Pakistan Court Investigates Taliban Flogging Video

Chief justice berates officials over failure to explain incident but says footage may not be genuine
Pakistan's supreme court today launched an investigation into a video showing Taliban militants flogging a 17-year-old woman, hours before top American officials were due in Islamabad for talks on the country's deteriorating security situation.

The recently restored chief justice, Iftikhar Muhammad Chaudhry, summoned senior government officials before a special eight-judge bench in response to public outrage over the video, which shows a bearded militant whipping the screaming woman 34 times.

The video was shot in the Swat valley, where the North-West Frontier government signed a controversial peace deal with Taliban militants in February.

Chaudhry, who got his job back last month after two years of street protests, berated senior officials for failing to provide a satisfactory explanation of the incident and for failing to produce the girl, named as Chaand Bibi, in court.

The hearing saw a hint of score settling: Chaudhry was critical of the interior secretary, Kamal Shah, who helped place the judge under house arrest on orders from the then president Pervez Musharraf in 2007. Chaudhry told the civil servant he was only good at detaining judges and ordered him to give a handwritten undertaking of co-operation. Shah complied and wrote the letter.

Chaudhry refused to accept a copy of the February peace agreement, saying it had no legal standing because President Asif Ali Zardari has yet to sign into law proposed changes to the valley's legal system allowing for the implementation of Sharia law.

In his final remarks, the judge said there was a chance that the video was not real, and ordered the government to produce a report on the matter every 15 days.

Initial public outrage over the video has segued into controversy as the Taliban, provincial officials and some rightwing commentators cast doubt on its authenticity, variously claiming that it was manufactured or filmed so long ago as to be invalid.

Hundreds of people mounted a street protest over the tape in Mingora, the main town in the Swat valley, denouncing it as a tool to derail the fragile peace agreement.

In the supreme court, provincial officials said they had visited Chaand Bibi at her village and she had denied she was the burka-clad figure featured in the video.

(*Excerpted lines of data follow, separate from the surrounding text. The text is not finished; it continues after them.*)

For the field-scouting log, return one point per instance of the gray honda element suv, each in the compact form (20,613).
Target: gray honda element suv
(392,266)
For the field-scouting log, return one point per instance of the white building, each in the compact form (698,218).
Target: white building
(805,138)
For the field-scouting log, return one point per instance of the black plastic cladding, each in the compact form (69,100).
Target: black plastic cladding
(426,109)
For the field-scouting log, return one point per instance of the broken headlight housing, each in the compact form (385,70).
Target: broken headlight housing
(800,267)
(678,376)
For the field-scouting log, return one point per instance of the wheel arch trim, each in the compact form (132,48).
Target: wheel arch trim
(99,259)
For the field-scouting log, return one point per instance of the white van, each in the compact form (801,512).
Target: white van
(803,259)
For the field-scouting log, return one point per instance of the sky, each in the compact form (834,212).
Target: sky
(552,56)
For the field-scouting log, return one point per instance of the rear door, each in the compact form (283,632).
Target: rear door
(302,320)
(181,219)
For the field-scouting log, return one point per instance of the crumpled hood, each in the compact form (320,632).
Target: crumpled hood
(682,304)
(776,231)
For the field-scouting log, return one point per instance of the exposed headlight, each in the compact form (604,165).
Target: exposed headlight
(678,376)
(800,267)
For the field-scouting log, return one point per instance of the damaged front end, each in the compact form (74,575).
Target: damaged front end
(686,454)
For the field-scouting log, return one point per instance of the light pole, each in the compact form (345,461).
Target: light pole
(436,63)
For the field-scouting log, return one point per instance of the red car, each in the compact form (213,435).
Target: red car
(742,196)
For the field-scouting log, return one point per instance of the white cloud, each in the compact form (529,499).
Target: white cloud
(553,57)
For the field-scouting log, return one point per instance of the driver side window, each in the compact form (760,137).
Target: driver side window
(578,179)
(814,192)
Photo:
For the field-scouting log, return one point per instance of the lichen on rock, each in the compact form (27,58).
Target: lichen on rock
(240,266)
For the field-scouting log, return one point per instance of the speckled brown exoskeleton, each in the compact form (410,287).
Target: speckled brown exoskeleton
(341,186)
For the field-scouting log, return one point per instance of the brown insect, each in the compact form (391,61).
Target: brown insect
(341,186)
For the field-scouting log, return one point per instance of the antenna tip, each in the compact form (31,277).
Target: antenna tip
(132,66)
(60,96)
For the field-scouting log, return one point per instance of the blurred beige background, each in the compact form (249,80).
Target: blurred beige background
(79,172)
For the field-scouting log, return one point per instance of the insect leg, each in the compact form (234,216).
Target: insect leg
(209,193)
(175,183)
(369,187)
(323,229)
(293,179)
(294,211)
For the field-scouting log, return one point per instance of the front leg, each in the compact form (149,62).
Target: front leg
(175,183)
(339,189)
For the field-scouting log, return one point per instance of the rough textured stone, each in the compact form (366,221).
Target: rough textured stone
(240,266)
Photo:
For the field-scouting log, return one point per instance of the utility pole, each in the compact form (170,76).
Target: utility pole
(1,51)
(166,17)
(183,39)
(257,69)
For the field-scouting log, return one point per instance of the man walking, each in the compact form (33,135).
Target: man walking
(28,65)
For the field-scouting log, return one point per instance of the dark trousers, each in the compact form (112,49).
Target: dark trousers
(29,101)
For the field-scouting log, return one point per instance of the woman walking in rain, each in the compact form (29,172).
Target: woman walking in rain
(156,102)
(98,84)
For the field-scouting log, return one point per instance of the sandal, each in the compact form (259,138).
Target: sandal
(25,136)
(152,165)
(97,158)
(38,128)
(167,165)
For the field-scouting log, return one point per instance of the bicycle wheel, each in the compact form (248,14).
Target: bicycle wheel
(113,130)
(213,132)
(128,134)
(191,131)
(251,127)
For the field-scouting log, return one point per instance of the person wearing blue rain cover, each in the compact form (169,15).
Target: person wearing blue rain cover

The critics are countered by human rights activists and secular parties who regard the footage as proof of the Taliban threat as militants advance from their bases in tribal areas into mainstream Pakistan. The Taliban claimed responsibility for two suicide attacks over the weekend that killed eight people, mostly paramilitary soldiers, in Islamabad, and 26 Shia worshipers outside a mosque in Chakwal, in Punjab province.

The Muttahida Qaumi Movement (MQM), which controls Karachi, demanded the public execution of the men involved in the flogging incident. "I urge [the government] to arrest and try them, sentence them to death and keep their bodies hung publicly for as many days as they had flogged the innocent girl," said the party chief, Altaf Hussain, in a statement.

Richard Holbrooke, the US special envoy to Afghanistan and Pakistan, and the US military chief, Admiral Mike Mullen, are due in Islamabad later today for talks on the growing Taliban threat. They are expected to visit India tomorrow.